As my MP, I am asking you to consider the key areas of concern the Authors’ Licensing and Collecting Society (ALCS), which represents over 100,000 authors and writers, has set out below and write to the Chancellor asking for these gaps to be addressed.

Proposal from ALCS

  • People who are part-employed and self-employed cannot qualify for both the JRS and SEISS, meaning that their normal income is not fairly reflected. Many freelancers – including writers and authors – would normally draw their income from a range of sources and will be unfairly disadvantaged by this.
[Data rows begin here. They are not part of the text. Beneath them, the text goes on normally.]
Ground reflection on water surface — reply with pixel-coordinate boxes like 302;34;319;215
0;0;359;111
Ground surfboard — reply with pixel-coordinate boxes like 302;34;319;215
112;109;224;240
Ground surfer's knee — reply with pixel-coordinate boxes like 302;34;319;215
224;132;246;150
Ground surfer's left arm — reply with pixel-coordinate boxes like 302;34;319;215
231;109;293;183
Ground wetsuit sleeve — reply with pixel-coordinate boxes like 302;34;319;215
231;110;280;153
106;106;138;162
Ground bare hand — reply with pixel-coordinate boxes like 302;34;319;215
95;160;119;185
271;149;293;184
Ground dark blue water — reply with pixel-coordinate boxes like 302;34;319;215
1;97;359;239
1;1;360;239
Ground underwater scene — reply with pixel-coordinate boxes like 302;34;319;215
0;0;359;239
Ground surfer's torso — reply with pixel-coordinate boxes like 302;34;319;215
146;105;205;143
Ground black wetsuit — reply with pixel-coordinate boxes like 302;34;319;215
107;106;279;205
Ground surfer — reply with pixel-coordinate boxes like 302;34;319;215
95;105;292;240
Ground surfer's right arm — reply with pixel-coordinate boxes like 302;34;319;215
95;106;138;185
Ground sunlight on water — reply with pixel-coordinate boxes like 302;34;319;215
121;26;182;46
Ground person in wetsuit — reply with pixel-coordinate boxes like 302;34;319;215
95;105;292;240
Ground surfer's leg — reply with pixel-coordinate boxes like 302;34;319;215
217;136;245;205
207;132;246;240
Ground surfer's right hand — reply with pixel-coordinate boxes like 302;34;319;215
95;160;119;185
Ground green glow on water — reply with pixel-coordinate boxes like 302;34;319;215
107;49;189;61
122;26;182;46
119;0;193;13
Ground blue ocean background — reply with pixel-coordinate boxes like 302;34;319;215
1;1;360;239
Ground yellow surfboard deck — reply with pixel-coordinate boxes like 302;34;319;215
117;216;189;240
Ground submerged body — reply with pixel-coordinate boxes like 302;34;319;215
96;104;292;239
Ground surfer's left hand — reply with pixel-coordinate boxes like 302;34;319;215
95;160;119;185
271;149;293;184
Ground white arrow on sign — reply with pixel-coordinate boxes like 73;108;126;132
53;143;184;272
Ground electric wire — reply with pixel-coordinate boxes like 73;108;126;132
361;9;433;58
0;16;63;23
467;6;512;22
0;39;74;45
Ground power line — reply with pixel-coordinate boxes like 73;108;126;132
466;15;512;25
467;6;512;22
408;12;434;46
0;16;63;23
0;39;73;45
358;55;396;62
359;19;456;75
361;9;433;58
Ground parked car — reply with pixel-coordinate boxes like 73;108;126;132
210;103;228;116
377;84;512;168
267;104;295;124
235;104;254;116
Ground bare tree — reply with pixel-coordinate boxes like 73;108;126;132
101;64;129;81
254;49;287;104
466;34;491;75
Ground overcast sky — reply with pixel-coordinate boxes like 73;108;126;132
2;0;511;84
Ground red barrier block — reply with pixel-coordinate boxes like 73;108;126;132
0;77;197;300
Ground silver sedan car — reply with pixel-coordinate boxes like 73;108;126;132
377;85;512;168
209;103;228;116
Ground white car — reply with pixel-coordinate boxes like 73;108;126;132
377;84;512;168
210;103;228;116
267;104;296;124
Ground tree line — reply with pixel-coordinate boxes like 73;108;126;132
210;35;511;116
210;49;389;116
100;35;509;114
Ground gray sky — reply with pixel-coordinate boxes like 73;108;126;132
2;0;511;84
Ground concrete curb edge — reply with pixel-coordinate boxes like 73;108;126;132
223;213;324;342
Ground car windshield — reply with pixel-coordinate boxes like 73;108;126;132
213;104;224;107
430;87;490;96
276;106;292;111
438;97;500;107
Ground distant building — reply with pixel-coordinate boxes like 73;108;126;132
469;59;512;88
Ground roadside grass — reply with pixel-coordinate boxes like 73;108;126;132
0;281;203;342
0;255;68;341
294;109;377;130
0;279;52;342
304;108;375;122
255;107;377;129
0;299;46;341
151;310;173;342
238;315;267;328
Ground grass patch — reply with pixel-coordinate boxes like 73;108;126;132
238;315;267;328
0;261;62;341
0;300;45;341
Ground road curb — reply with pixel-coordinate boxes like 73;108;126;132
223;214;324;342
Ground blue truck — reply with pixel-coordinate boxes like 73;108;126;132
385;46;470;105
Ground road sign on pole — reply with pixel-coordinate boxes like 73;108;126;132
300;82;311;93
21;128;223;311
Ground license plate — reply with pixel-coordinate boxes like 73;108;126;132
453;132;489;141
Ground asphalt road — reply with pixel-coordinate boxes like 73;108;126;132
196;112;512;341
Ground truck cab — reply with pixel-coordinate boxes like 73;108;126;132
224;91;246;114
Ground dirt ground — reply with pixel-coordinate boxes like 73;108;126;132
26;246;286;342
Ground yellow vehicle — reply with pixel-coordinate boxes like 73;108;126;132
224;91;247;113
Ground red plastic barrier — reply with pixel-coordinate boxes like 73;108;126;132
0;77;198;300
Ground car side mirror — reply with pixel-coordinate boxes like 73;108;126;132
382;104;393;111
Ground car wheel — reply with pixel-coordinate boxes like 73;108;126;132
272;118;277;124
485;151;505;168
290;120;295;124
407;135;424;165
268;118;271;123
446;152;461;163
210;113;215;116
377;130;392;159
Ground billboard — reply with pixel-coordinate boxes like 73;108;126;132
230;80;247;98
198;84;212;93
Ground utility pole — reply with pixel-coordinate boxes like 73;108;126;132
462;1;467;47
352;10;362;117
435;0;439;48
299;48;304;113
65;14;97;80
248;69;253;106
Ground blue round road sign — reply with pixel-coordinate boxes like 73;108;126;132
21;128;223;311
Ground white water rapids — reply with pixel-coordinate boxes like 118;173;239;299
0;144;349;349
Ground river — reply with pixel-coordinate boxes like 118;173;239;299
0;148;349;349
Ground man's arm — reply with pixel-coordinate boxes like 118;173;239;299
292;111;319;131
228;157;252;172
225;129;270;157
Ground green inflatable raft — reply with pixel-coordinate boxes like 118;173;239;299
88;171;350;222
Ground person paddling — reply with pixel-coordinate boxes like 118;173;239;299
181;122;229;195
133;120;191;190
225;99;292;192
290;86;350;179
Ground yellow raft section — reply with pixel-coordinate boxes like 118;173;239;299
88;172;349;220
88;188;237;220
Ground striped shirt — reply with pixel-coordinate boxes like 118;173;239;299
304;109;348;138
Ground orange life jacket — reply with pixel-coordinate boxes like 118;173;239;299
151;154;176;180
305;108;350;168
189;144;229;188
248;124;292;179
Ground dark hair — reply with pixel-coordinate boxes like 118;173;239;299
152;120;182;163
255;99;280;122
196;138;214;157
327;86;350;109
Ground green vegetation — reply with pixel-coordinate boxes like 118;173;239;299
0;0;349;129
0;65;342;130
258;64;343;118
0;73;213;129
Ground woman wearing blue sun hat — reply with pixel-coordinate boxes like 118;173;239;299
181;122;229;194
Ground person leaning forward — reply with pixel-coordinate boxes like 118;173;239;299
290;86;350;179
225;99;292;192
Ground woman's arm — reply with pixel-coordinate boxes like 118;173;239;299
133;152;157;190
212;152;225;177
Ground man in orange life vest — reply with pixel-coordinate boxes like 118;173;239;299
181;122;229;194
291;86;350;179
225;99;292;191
People should be able to claim for both or, at the very least if a person can only claim from either the JRS or SEISS, the income that would have been covered by the other should be accommodated.
  • Many self-employed people and freelancers structure their affairs so that they can draw down their income in dividends from limited, personal service companies. They currently have no support under JRS or SEISS, but include a large part of the UK’s creative workforce. These people are often not high-earners and being forced to rely on Universal Credit cannot be just. The Government should correct this unfair exclusion as soon as possible.
  • Self-employed workers with ongoing expenses, such as workspace and equipment rent, are disadvantaged by SEISS, which focuses on taxable profits. It would be simpler and fairer, given that there is a £2,500 upper limit, to take gross income not profits into account.
  • Recently self-employed people will also be at a disadvantage, as their income may not be properly reflected in their 2018-19 tax return or they may indeed not have one yet. As well as extending the deadline for filing 2018-19 returns for four weeks, the Chancellor should allow people to submit a 2019-20 return early and have their income assessed on this basis.
  • SEISS’ £50,000 upper threshold is unfair, when there is no equivalent in JRS. Many in the creative industries in London and the South East can earn over this, without being ‘super rich’ or having large savings. We understand the wish to exclude high-earners but this arbitrary threshold captures people facing hardship and no current prospect of work. Given the £2,500 cap, they really should not suffer simply to exclude a very wealthy few.

We are grateful for the support the Government has offered, but believe it can be improved to help self-employed and freelance workers, such as authors and writers, against the impact of COVID-19.

If you have any questions, please contact the advocacy team at ALCS: advocacy@alcs.co.uk

Yours sincerely


MPs will receive a lot of correspondence and in order to clarify whether their constituents are writing to them, they will often ask for your address to verify this. Typically this request will come in an automated response from the MP’s mailbox, but you can include this information in your original message or a follow up.